Palucka, Tim. The Wizard of Octane. American Heritage of Invention & Technology, 20. 3 (Winter 2005): 36-45.
Resume: IF, AS THE DUKE OF WELLINGTON IS SUPPOSED TO HAVE SAID, the Battle of Waterloo was won on the playing fields of Eton, then one can assert with equal justice that the Battle of Britain was won at the Stevens Hotel, in Chicago, on November 18, 1938. It was there, at the annual meeting of the American Petroleum Institute, that Arthur E. Pew, vice president and head of research of the Sun Oil Company, described his company's extraordinary new catalytic refining process. Using it, he said, Sun was turning what was normally considered a waste product into gasoline-and not just ordinary gasoline, but a highoctane product that could fuel the era's most advanced airplanes. That process would make a crucial difference in mid-1940, when the Royal Air Force started filling its Spitfires and Hurricanes with 100-octane gasoline imported from the United States instead of the 87 octane it had formerly used. Luftwaffe pilots couldn't believe they were facing the same planes they had fought successfully over France a few months before. The planes were the same, but the fuel wasn't. In his 1943 book The Amazing Petroleum Industry, V. A. Kalichevsky of the Socony-Vacuum Oil Company explained what high-octane gasoline meant to Britain: "It is an established fact that a difference of only 13 points in octane number made possible the defeat of the Luftwaffe by the R.A.F. in the fall of 1940. This difference, slight as it seems, is sufficient to give a plane the vital `edge' in altitude, rate of climb and maneuverability that spells the difference between defeat and victory."

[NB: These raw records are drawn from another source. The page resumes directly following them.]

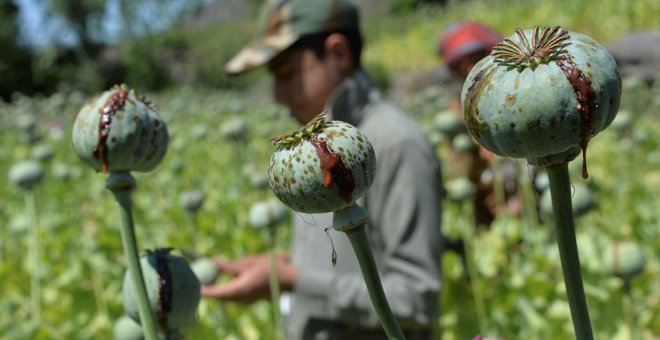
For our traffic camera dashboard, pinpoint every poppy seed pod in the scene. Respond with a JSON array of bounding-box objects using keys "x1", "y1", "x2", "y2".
[
  {"x1": 268, "y1": 113, "x2": 376, "y2": 213},
  {"x1": 73, "y1": 86, "x2": 169, "y2": 172},
  {"x1": 122, "y1": 249, "x2": 201, "y2": 331},
  {"x1": 461, "y1": 26, "x2": 621, "y2": 178}
]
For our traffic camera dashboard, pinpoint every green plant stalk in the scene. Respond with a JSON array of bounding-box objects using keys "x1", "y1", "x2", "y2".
[
  {"x1": 546, "y1": 163, "x2": 593, "y2": 340},
  {"x1": 267, "y1": 226, "x2": 285, "y2": 339},
  {"x1": 106, "y1": 172, "x2": 157, "y2": 340},
  {"x1": 25, "y1": 190, "x2": 41, "y2": 325},
  {"x1": 342, "y1": 223, "x2": 406, "y2": 339},
  {"x1": 460, "y1": 202, "x2": 489, "y2": 334}
]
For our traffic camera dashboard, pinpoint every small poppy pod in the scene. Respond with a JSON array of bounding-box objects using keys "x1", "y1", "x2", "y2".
[
  {"x1": 461, "y1": 26, "x2": 621, "y2": 178},
  {"x1": 73, "y1": 86, "x2": 169, "y2": 172},
  {"x1": 122, "y1": 249, "x2": 201, "y2": 331},
  {"x1": 268, "y1": 113, "x2": 376, "y2": 213}
]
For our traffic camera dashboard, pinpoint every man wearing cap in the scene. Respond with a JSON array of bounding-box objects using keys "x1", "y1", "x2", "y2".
[
  {"x1": 202, "y1": 0, "x2": 442, "y2": 339},
  {"x1": 438, "y1": 22, "x2": 522, "y2": 227}
]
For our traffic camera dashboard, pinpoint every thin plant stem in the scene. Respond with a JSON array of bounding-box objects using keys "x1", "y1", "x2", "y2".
[
  {"x1": 546, "y1": 163, "x2": 593, "y2": 340},
  {"x1": 106, "y1": 172, "x2": 157, "y2": 340},
  {"x1": 268, "y1": 226, "x2": 285, "y2": 339},
  {"x1": 25, "y1": 190, "x2": 41, "y2": 325},
  {"x1": 460, "y1": 203, "x2": 488, "y2": 334},
  {"x1": 344, "y1": 223, "x2": 406, "y2": 339}
]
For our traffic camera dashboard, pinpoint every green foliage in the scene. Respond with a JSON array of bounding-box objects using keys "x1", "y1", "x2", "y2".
[{"x1": 0, "y1": 0, "x2": 660, "y2": 339}]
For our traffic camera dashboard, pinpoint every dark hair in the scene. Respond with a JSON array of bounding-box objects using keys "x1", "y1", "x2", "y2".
[{"x1": 286, "y1": 27, "x2": 364, "y2": 65}]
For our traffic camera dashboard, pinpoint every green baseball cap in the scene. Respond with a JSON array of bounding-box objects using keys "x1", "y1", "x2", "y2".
[{"x1": 225, "y1": 0, "x2": 359, "y2": 74}]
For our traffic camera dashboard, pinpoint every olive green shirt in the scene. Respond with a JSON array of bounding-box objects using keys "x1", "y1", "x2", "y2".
[{"x1": 285, "y1": 70, "x2": 442, "y2": 339}]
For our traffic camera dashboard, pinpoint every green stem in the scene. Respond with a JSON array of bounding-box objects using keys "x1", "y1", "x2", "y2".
[
  {"x1": 333, "y1": 204, "x2": 406, "y2": 339},
  {"x1": 460, "y1": 203, "x2": 489, "y2": 334},
  {"x1": 25, "y1": 190, "x2": 41, "y2": 325},
  {"x1": 546, "y1": 163, "x2": 593, "y2": 340},
  {"x1": 106, "y1": 172, "x2": 157, "y2": 340},
  {"x1": 268, "y1": 226, "x2": 285, "y2": 339}
]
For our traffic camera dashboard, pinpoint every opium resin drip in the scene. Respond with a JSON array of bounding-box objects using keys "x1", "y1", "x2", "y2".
[
  {"x1": 156, "y1": 254, "x2": 174, "y2": 331},
  {"x1": 92, "y1": 89, "x2": 130, "y2": 172},
  {"x1": 310, "y1": 136, "x2": 355, "y2": 203},
  {"x1": 555, "y1": 55, "x2": 598, "y2": 179}
]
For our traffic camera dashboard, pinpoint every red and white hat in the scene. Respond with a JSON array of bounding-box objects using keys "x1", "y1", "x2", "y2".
[{"x1": 438, "y1": 22, "x2": 502, "y2": 64}]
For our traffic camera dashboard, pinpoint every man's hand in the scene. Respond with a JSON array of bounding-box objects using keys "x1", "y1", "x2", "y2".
[{"x1": 202, "y1": 254, "x2": 298, "y2": 304}]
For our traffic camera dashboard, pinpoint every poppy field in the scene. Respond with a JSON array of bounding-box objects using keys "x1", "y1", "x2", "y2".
[{"x1": 0, "y1": 1, "x2": 660, "y2": 340}]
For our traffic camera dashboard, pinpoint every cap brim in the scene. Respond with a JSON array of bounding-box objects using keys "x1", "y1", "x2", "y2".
[{"x1": 225, "y1": 33, "x2": 298, "y2": 75}]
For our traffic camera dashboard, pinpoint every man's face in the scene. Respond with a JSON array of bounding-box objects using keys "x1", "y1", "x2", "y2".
[{"x1": 268, "y1": 45, "x2": 342, "y2": 124}]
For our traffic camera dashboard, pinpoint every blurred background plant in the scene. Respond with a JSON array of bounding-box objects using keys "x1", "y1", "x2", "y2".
[{"x1": 0, "y1": 0, "x2": 660, "y2": 339}]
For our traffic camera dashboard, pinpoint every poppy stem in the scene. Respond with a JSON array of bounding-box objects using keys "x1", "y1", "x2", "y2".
[
  {"x1": 106, "y1": 171, "x2": 157, "y2": 340},
  {"x1": 546, "y1": 163, "x2": 594, "y2": 340},
  {"x1": 332, "y1": 204, "x2": 406, "y2": 340}
]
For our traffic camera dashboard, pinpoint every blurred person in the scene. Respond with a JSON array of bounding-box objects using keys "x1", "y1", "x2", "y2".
[
  {"x1": 438, "y1": 22, "x2": 522, "y2": 226},
  {"x1": 202, "y1": 0, "x2": 443, "y2": 339}
]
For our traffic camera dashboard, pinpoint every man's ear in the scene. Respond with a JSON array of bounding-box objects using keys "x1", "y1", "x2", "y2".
[{"x1": 325, "y1": 33, "x2": 355, "y2": 74}]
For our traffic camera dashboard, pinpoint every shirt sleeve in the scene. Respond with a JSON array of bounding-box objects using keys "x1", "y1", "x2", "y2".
[{"x1": 298, "y1": 138, "x2": 442, "y2": 329}]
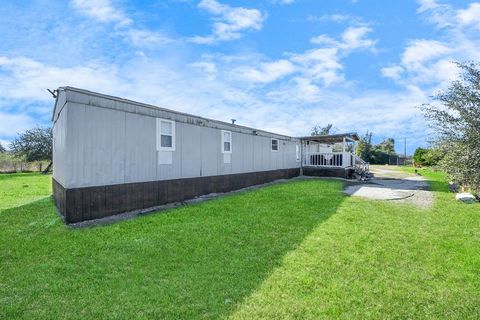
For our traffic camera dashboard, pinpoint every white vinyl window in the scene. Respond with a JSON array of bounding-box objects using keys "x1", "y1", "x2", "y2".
[
  {"x1": 157, "y1": 118, "x2": 175, "y2": 151},
  {"x1": 272, "y1": 139, "x2": 278, "y2": 152},
  {"x1": 222, "y1": 130, "x2": 232, "y2": 153}
]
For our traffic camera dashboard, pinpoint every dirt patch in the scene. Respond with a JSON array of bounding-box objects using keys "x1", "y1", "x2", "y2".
[{"x1": 344, "y1": 168, "x2": 434, "y2": 208}]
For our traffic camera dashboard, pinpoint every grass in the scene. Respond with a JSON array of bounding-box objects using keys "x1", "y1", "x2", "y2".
[{"x1": 0, "y1": 171, "x2": 480, "y2": 319}]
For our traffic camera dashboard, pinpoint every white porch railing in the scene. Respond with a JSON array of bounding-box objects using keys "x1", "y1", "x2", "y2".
[
  {"x1": 303, "y1": 152, "x2": 369, "y2": 174},
  {"x1": 353, "y1": 155, "x2": 370, "y2": 175},
  {"x1": 303, "y1": 152, "x2": 350, "y2": 168}
]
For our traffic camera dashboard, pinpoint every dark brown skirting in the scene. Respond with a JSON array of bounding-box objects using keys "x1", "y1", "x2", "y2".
[
  {"x1": 52, "y1": 168, "x2": 300, "y2": 223},
  {"x1": 303, "y1": 167, "x2": 354, "y2": 179}
]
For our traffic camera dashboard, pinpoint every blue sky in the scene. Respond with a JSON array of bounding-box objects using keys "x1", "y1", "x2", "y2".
[{"x1": 0, "y1": 0, "x2": 480, "y2": 152}]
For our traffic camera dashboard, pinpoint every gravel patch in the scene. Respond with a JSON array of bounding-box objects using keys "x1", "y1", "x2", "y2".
[{"x1": 344, "y1": 168, "x2": 434, "y2": 208}]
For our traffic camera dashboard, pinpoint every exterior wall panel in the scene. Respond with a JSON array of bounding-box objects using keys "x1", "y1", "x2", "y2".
[{"x1": 53, "y1": 88, "x2": 300, "y2": 220}]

Bailey, Gavin. The Narrow Margin of Criticality: The Question of the Supply of 100-Octane Fuel in the Battle of Britain. English Historical Review; Apr2008, Vol. 123 Issue 501, p395-411, 17p, 3 Charts
Resume: The article focuses on the supply of 100-octane fuel during the battle of Great Britain. Aviation historians have advanced the supply of 100-octane aviation fuel as critical American contribution to the battle. A study of the contemporary Air Ministry records in the Public Record Office shows that this assertion can be challenged. The challenge can be made on the grounds of the aircraft performance benefit involved, as showed by contemporary Royal Air Force (RAF) testing, and on the national origin attributed to 100-octane fuel supplies. The records reveal that contrary to the assertion of aviation history, the supply of 100-octane fuel to RAF in time for use in the battle must be attributed to pre-war British planning and investment on the rearmament period of the late nineteen-thirties.

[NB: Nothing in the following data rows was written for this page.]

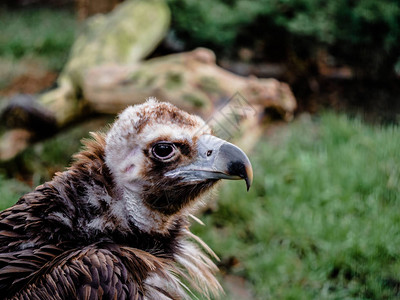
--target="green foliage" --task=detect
[0,113,400,299]
[168,0,400,75]
[0,8,77,69]
[195,113,400,299]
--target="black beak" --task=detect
[165,135,253,190]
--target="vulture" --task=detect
[0,98,253,300]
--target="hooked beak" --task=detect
[165,135,253,190]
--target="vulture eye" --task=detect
[151,143,176,160]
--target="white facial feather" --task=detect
[104,98,211,233]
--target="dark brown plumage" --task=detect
[0,100,252,299]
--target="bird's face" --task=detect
[106,100,253,215]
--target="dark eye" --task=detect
[152,143,175,159]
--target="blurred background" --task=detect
[0,0,400,299]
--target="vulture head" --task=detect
[105,99,253,232]
[0,99,253,300]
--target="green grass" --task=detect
[0,7,78,70]
[0,113,400,300]
[194,113,400,299]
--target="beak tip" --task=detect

My only conclusion is that only in this forum I read the statement that 100-octane did not have a role in the Battle of Britain (statement supported by the devs? ) ... and not supported in a peer-reviewed article...

The answer to the question of the extent of 100 Octane all depends on when you place the dates of the Battle of Britain. September 15th 1940 as an end date is a post war and has nothing to do with Fighter Command's actions in context.

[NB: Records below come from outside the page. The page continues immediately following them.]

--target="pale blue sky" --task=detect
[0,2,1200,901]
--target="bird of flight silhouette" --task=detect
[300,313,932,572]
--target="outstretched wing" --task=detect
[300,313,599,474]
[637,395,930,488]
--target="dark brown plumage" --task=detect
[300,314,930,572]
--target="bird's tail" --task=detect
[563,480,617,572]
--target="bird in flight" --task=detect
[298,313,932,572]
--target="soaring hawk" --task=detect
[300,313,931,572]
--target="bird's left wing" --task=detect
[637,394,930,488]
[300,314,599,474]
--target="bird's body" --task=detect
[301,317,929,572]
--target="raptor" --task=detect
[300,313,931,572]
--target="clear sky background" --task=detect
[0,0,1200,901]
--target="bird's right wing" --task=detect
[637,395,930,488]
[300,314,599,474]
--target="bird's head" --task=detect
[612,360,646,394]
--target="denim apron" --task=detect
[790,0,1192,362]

The RAF official history takes the battle out to the end of October 1940 when German Daylight raids ceased. Other histories end the battle in December 1940:

Quote:

On 9th September 1940, No 92 Squadron, with Geoffrey Wellum now operational, was moved back to 11 Group, to Biggin Hill, one of the most famous Fighter Stations, and to the Sector that experienced the most ferocious fighting during the Battle of Britain. Although they were entering the fray towards the end of the Battle, by December 1940, No 92 Squadron would claim 127 enemy aircraft destroyed.

http://www.raf.mod.uk/bbmf/theaircra...eoffwellum.cfm

The German's end the battle in May 1941 when their bombers where transferred to the east and offensive operations against England were called off.